情在深時  第六章
作者:嚴沁
    夜的節奏剛開始,亦凡就醉了。


    他只不過喝了三杯酒,只是三杯,他就顯得語無倫次,臉色已發青,眼光也渙散了。君梅又擔心又害怕,亦凡會在公眾場合發酒瘋嗎?她獨自怎能把他送回家?過了一陣,亦凡卻沉默下來,誰都看得出來那是不正常的沉默,他好像一塊化石般的盯著面前的酒杯,他——會怎樣?只不過三杯酒啊,怎麼會醉?或是——酒人愁腸?

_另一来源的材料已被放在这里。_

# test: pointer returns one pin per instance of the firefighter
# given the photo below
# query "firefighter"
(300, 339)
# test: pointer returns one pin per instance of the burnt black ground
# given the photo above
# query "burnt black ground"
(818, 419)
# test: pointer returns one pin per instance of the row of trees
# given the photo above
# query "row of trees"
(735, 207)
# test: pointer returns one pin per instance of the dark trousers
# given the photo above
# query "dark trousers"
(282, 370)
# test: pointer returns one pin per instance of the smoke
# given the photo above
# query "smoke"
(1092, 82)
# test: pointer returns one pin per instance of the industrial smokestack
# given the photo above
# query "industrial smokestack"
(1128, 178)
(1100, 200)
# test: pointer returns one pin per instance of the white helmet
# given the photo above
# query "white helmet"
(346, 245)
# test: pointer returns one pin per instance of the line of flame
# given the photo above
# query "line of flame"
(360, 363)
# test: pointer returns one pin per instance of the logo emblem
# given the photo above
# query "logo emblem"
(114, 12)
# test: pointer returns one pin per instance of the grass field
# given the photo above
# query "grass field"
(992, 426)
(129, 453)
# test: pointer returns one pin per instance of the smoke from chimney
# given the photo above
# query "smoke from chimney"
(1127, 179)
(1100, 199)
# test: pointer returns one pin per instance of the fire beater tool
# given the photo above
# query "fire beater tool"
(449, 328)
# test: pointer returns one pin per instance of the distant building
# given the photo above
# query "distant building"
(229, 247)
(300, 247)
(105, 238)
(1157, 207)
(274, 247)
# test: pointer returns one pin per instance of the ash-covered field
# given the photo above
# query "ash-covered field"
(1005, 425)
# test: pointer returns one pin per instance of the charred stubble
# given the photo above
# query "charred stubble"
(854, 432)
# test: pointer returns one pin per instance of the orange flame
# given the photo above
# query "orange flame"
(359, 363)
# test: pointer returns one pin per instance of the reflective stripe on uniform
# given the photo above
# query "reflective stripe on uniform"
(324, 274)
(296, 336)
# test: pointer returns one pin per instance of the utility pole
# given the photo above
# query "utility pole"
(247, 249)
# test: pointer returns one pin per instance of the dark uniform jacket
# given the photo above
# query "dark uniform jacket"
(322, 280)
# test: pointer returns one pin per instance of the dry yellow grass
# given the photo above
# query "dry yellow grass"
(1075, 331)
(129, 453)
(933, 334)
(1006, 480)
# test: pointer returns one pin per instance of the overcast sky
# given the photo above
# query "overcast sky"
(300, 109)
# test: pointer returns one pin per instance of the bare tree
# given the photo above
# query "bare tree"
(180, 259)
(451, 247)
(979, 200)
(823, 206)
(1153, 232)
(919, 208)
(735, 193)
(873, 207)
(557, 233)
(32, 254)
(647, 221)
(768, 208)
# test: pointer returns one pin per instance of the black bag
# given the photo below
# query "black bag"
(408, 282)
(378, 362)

    “亦凡,我們回去,好不好?”君梅放柔了聲音。


    出乎意料之外的,他竟非常順從的點點頭。君梅急忙招來侍者付了賬,半扶著步履不穩的亦凡離開夜總會。


    她叫了計程車直接送他回家。


    車停在米色小屋前,屋前的貝殼風鈴燈叮當響,君梅抬頭一望,哦!和雅之一模一樣的。她拿鑰匙替他開門,又開燈,扶著他坐在海綿團似的沙發上這才長長透一口氣,慢慢轉身。


    然後,她看見牆上掛著幾張巨幅的雅之照片。


    照片中的雅之神采飛揚,滿身陽光,而且那麼生動,那麼活潑,那麼有生命力,這甚至不是她從小所認識,所熟悉的雅之。真是雅之嗎?或是酷似雅之的另一個女孩?


    “是雅之?”她問。


    “是吧?誰知道呢?”亦凡說,不像醉話,非常清醒,或者,醉的只是他外表?“何雅之,天下最聰明的女孩!”

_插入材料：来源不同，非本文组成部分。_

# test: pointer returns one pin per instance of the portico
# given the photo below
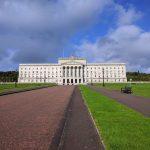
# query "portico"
(72, 71)
(73, 74)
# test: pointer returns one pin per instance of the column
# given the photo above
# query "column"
(81, 74)
(69, 71)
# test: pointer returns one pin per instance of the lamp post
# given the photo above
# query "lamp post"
(91, 77)
(103, 77)
(130, 82)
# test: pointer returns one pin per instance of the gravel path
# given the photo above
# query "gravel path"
(80, 132)
(137, 103)
(29, 120)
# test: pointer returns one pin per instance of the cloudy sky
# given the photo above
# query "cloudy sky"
(37, 31)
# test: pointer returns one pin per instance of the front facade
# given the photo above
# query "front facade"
(71, 71)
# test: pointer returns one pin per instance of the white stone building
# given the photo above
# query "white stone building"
(72, 70)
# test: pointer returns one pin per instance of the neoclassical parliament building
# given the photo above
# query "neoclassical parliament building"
(72, 70)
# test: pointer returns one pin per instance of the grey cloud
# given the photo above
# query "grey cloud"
(129, 44)
(36, 30)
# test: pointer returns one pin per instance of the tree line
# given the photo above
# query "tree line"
(9, 76)
(12, 76)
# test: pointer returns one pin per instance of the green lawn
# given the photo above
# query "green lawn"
(12, 87)
(121, 128)
(140, 89)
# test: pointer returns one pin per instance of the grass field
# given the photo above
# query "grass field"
(11, 87)
(121, 128)
(140, 89)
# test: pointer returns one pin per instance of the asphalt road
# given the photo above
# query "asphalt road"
(80, 132)
(29, 120)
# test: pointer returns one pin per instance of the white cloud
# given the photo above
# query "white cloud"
(128, 43)
(36, 29)
(127, 16)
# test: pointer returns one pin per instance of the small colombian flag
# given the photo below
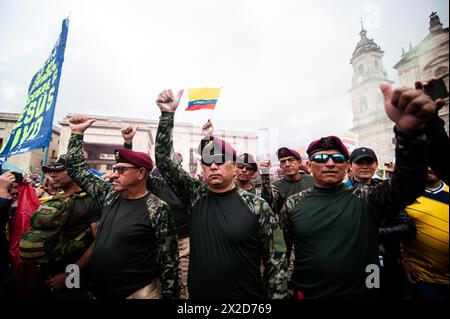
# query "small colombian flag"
(203, 98)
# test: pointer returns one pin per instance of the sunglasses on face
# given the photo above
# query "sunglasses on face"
(287, 160)
(122, 169)
(219, 159)
(249, 167)
(323, 158)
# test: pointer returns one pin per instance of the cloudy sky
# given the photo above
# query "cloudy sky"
(282, 64)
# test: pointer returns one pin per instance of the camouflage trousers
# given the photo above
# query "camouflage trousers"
(183, 249)
(151, 291)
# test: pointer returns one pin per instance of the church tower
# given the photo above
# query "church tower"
(370, 122)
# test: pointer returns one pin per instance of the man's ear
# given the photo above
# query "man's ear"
(143, 173)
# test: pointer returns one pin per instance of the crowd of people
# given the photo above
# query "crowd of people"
(150, 230)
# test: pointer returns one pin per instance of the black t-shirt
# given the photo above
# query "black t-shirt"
(225, 249)
(125, 251)
(335, 238)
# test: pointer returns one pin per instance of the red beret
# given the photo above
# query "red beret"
(285, 152)
(139, 159)
(214, 145)
(327, 143)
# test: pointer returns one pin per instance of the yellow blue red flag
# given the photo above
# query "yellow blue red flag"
(202, 98)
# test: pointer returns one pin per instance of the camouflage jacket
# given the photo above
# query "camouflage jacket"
(190, 190)
(49, 238)
(348, 219)
(161, 218)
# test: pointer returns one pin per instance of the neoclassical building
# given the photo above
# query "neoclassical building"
(28, 161)
(424, 61)
(104, 136)
(370, 122)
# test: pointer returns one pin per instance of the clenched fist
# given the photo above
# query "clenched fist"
(79, 123)
(167, 102)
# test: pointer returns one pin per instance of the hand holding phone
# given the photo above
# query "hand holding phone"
(18, 176)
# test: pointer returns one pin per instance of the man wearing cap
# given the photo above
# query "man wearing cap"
(363, 165)
(231, 230)
(158, 186)
(136, 249)
(78, 215)
(292, 182)
(393, 228)
(246, 168)
(334, 228)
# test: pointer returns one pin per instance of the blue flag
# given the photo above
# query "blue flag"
(33, 129)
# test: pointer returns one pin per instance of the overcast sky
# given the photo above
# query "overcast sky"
(282, 64)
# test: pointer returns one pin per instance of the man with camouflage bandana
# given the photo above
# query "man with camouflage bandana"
(136, 249)
(76, 215)
(231, 230)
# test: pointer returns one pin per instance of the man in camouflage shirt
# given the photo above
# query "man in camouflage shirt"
(333, 227)
(136, 248)
(231, 230)
(68, 222)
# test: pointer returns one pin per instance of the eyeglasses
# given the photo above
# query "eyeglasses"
(122, 169)
(249, 167)
(323, 158)
(287, 160)
(219, 159)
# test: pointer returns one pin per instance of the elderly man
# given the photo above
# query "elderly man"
(136, 248)
(62, 232)
(292, 182)
(161, 189)
(334, 228)
(246, 168)
(231, 230)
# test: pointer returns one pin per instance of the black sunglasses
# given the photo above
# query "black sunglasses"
(122, 169)
(245, 165)
(323, 158)
(219, 159)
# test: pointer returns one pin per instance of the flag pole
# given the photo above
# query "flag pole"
(44, 162)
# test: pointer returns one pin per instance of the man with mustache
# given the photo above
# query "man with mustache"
(136, 249)
(231, 230)
(334, 228)
(68, 222)
(292, 182)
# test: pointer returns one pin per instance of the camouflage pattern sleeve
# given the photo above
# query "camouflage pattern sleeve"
(128, 145)
(166, 236)
(269, 192)
(286, 210)
(273, 247)
(408, 180)
(181, 183)
(98, 189)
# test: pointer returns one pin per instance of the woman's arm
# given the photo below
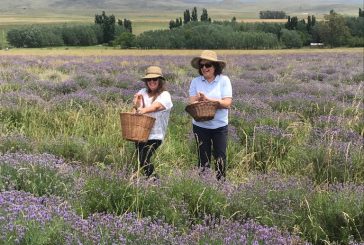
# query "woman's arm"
(224, 103)
(156, 106)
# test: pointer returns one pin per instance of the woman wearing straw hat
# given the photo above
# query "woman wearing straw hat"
(211, 85)
(154, 101)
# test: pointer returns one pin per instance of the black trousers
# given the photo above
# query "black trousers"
(212, 141)
(145, 151)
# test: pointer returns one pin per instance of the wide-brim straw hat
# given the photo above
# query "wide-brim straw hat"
(207, 55)
(153, 72)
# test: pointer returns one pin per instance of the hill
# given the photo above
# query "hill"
(171, 7)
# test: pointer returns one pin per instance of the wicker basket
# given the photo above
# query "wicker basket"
(136, 127)
(202, 111)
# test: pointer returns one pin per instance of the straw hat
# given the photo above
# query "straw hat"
(153, 72)
(207, 55)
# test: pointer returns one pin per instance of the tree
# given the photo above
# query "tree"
(291, 39)
(108, 25)
(194, 14)
(204, 16)
(361, 13)
(268, 14)
(333, 31)
(186, 16)
(127, 25)
(125, 40)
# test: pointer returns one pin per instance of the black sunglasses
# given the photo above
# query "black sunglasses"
(207, 65)
(152, 79)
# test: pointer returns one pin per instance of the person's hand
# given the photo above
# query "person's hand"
(201, 97)
(137, 100)
(140, 110)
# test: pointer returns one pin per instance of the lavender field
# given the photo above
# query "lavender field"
(295, 170)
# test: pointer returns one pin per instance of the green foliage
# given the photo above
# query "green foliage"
(200, 200)
(332, 216)
(52, 233)
(269, 14)
(206, 36)
(38, 180)
(333, 31)
(38, 36)
(291, 39)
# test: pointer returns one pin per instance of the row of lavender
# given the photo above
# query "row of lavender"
(35, 219)
(298, 114)
(221, 213)
(310, 104)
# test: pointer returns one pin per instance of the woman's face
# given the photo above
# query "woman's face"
(207, 68)
(153, 84)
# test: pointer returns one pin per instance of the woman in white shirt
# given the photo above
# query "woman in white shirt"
(154, 101)
(211, 85)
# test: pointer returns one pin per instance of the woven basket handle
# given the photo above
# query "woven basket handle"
(141, 105)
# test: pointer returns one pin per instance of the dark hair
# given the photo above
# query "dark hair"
(217, 66)
(160, 89)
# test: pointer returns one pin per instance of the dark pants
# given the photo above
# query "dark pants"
(215, 139)
(145, 151)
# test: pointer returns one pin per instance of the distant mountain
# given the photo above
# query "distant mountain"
(146, 6)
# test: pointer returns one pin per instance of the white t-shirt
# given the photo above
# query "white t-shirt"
(160, 126)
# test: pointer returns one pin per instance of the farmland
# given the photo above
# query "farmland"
(295, 154)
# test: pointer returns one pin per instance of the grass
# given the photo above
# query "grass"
(106, 51)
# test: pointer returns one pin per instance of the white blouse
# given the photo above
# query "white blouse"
(160, 126)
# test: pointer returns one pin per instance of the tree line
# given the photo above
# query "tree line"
(193, 32)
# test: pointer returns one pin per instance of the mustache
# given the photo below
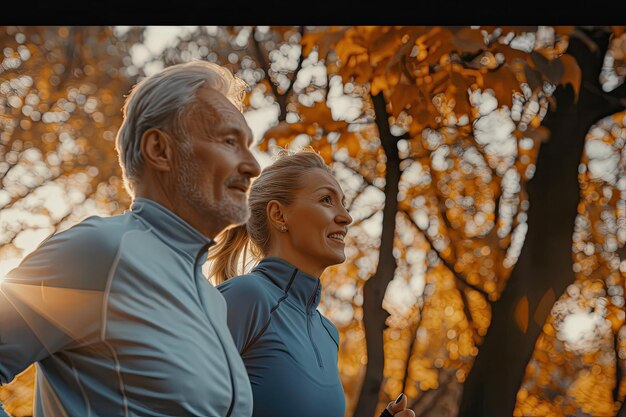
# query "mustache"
(238, 181)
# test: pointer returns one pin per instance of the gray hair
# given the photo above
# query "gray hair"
(159, 101)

    君梅皺皺眉,她實在不能再忍耐下去,她一定要把事情弄清楚,她總不能莫名其妙的跟亦凡再泡下去。


    “你告訴我,你和雅之到底有什麼事?一定有的,我看得出一定有!”她認真的說。


    “我和她?”他眼光依然渙散,沒有焦點。“我怎麼知道?你問我,我去問誰?”


    “那麼,雅之說的那個男孩子是不是你?”君梅不放松。他們之間簡直像一團亂線。


    “不是,不是我!”他不屑的一笑。“你該知道那是——那個叫什麼——莊志文的學醫的!”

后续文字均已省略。